Remedy chosen for TNT washout facility contamination

Published April 29, 2015
One of the buildings within the boundary of the former TNT washout plant at the Savanna Army Depot, Illinois.

One of the buildings within the boundary of the former TNT washout plant at the Savanna Army Depot, Illinois.

A remedy has been selected for the former trinitrotoluene (TNT) washout facility and adjacent lagoons at the Savanna Army Depot in Savanna, Illinois, where soil and groundwater contamination occurred from washing out bombs and ammunition from 1945 through the early 1970s.

The remedy, selected by the U.S. Army Corps of Engineers the U.S. Environmental Protection Agency, and the Illinois Environmental Protection Agency will allow the 7.5 acre area in the northern portion of Savanna Army Depot to now be used for recreational activities.
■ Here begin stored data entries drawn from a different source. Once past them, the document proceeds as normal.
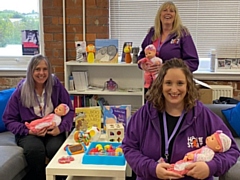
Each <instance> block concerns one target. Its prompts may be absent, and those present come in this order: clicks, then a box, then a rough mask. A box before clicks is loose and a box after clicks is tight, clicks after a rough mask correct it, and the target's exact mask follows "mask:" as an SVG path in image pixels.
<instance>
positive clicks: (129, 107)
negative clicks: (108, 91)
mask: <svg viewBox="0 0 240 180" xmlns="http://www.w3.org/2000/svg"><path fill="white" fill-rule="evenodd" d="M102 114H103V126H104V128H105V127H106V124H112V123H122V124H123V126H124V130H126V127H127V124H128V122H129V120H130V118H131V105H109V106H103V107H102Z"/></svg>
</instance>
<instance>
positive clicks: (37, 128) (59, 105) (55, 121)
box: [25, 103, 69, 132]
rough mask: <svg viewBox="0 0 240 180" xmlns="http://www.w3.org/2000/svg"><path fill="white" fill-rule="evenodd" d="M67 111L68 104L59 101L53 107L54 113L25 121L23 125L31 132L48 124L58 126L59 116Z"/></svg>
mask: <svg viewBox="0 0 240 180" xmlns="http://www.w3.org/2000/svg"><path fill="white" fill-rule="evenodd" d="M68 111H69V107H68V105H67V104H63V103H61V104H59V105H58V106H57V107H56V108H55V109H54V113H51V114H49V115H47V116H44V117H43V118H41V119H36V120H34V121H31V122H30V123H28V122H25V125H26V126H27V128H28V129H30V130H32V131H33V132H38V131H39V130H40V129H42V128H46V127H50V126H58V125H59V124H60V123H61V121H62V118H61V117H62V116H65V115H66V114H67V113H68Z"/></svg>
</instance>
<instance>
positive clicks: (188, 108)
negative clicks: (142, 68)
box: [146, 58, 199, 112]
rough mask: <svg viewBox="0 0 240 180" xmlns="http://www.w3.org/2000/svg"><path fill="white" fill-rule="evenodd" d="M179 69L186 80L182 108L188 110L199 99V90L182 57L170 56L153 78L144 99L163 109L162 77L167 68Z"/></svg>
mask: <svg viewBox="0 0 240 180" xmlns="http://www.w3.org/2000/svg"><path fill="white" fill-rule="evenodd" d="M173 68H177V69H181V70H182V71H183V73H184V74H185V76H186V80H187V93H186V96H185V98H184V105H185V107H184V109H185V110H186V111H189V110H190V109H192V108H193V107H194V105H195V102H196V100H198V99H199V92H198V88H197V86H196V84H195V83H194V80H193V74H192V73H191V71H190V70H189V68H188V66H187V65H186V64H185V63H184V61H183V60H182V59H178V58H172V59H170V60H168V61H166V62H165V63H164V64H163V66H162V67H161V70H160V72H159V74H158V77H157V78H156V79H155V80H154V82H153V84H152V86H151V88H150V89H149V90H148V92H147V94H146V99H147V100H148V101H149V102H150V103H152V104H153V106H154V107H155V108H157V109H158V110H159V111H161V112H162V111H164V110H165V97H164V95H163V83H164V82H163V81H164V77H165V75H166V73H167V71H168V70H169V69H173Z"/></svg>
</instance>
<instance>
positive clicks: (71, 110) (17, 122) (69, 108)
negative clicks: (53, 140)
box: [3, 76, 74, 135]
mask: <svg viewBox="0 0 240 180" xmlns="http://www.w3.org/2000/svg"><path fill="white" fill-rule="evenodd" d="M53 78H54V85H53V90H52V96H51V100H52V103H53V108H54V109H55V108H56V107H57V106H58V105H59V104H60V103H65V104H67V105H68V106H69V112H68V114H67V115H66V116H63V117H62V122H61V124H60V125H59V126H58V127H59V130H60V132H64V131H70V130H71V128H72V123H73V117H74V109H73V106H72V102H71V99H70V96H69V94H68V92H67V91H66V89H65V88H64V87H63V85H62V84H61V82H60V81H59V80H58V79H57V78H56V77H55V76H53ZM22 83H23V81H21V82H20V83H19V85H18V87H17V89H16V90H15V91H14V92H13V94H12V96H11V97H10V99H9V101H8V104H7V105H6V108H5V111H4V113H3V122H4V123H5V126H6V128H7V129H8V130H9V131H11V132H12V133H13V134H15V135H17V134H18V135H27V134H28V132H29V130H28V129H27V127H26V126H25V124H24V123H25V122H31V121H32V120H34V119H39V118H41V117H39V116H37V115H36V114H35V113H34V110H33V107H31V108H26V107H24V106H23V105H22V103H21V99H20V97H21V84H22Z"/></svg>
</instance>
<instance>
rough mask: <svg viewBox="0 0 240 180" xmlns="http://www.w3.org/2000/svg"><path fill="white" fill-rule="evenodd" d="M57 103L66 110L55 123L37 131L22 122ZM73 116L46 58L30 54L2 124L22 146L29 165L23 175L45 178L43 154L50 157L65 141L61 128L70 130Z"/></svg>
mask: <svg viewBox="0 0 240 180" xmlns="http://www.w3.org/2000/svg"><path fill="white" fill-rule="evenodd" d="M60 103H65V104H67V105H68V107H69V112H68V114H67V115H65V116H62V121H61V124H60V125H59V126H50V127H48V128H42V129H41V130H40V131H32V130H29V129H28V128H27V126H26V125H25V123H26V122H28V123H30V122H31V121H33V120H35V119H39V118H42V117H44V116H46V115H48V114H50V113H52V112H53V110H54V109H55V108H56V107H57V106H58V105H59V104H60ZM73 116H74V110H73V107H72V103H71V99H70V96H69V94H68V92H67V91H66V89H65V88H64V87H63V85H62V84H61V82H60V81H59V80H58V78H57V77H56V76H54V75H52V67H51V64H50V62H49V61H48V59H47V58H46V57H44V56H42V55H36V56H34V57H32V59H31V60H30V62H29V65H28V68H27V74H26V78H25V79H24V80H22V81H21V82H20V83H19V84H18V86H17V89H16V90H15V91H14V93H13V94H12V96H11V98H10V99H9V101H8V104H7V106H6V109H5V111H4V113H3V121H4V123H5V126H6V128H7V129H8V130H10V131H11V132H12V133H13V134H15V138H16V142H17V144H18V145H19V146H21V147H22V148H23V150H24V155H25V157H26V161H27V163H28V167H29V169H30V171H29V173H28V174H27V176H26V177H25V179H27V180H33V179H35V180H44V179H45V178H46V176H45V158H46V157H48V158H49V159H52V158H53V156H54V155H55V153H56V152H57V150H58V149H59V148H60V146H61V145H62V143H63V142H64V141H65V132H66V131H70V130H71V128H72V120H73Z"/></svg>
“We’ve selected a remedy that will ensure public health and protection of the environment, while allowing the land to be used for recreational purposes,” said Dick Kennard, Louisville District geologist.

Site 1 includes four inactive buildings, which made up the TNT washout facility, where cleaning of bombs, ammunition, and projectiles with high-pressure and high-temperature water took place, and the upper and lower lagoons, which received the wastewater generated from the facility.

Remediation of the soil, surface water and groundwater at the lower and upper lagoons took place in 1991–1995, and there was a focused soil removal near Building 2208 in 2009, but this last remedial action addresses all residual contamination in the soil and groundwater.

The selected remedy for the residual contamination at the site is Monitored Natural Attenuation, meaning natural destructive and non-destructive subsurface attenuation mechanisms will reduce the mass of residual contaminants in the groundwater.

USACE will continue sampling groundwater quarterly with site monitoring wells to ensure that contamination levels are improving. Additionally, there will be five-year reviews and institutional controls implemented, which prohibit groundwater being used as a potable water source and prohibits land use other than recreation. These institutional controls will be in place until the concentrations of hazardous substances are at such levels that allow for unrestricted use and exposure.

“We will follow this site through until it’s deemed safe enough for unrestricted use and exposure,” said Kennard.

Recreational land use will be maintained during and after the transfer of property. The land south of West Road will remain federally-owned and be transferred to the jurisdiction of the U.S. Fish and Wildlife Service; the land north of West Road will be given to the Illinois Department of Natural Resources.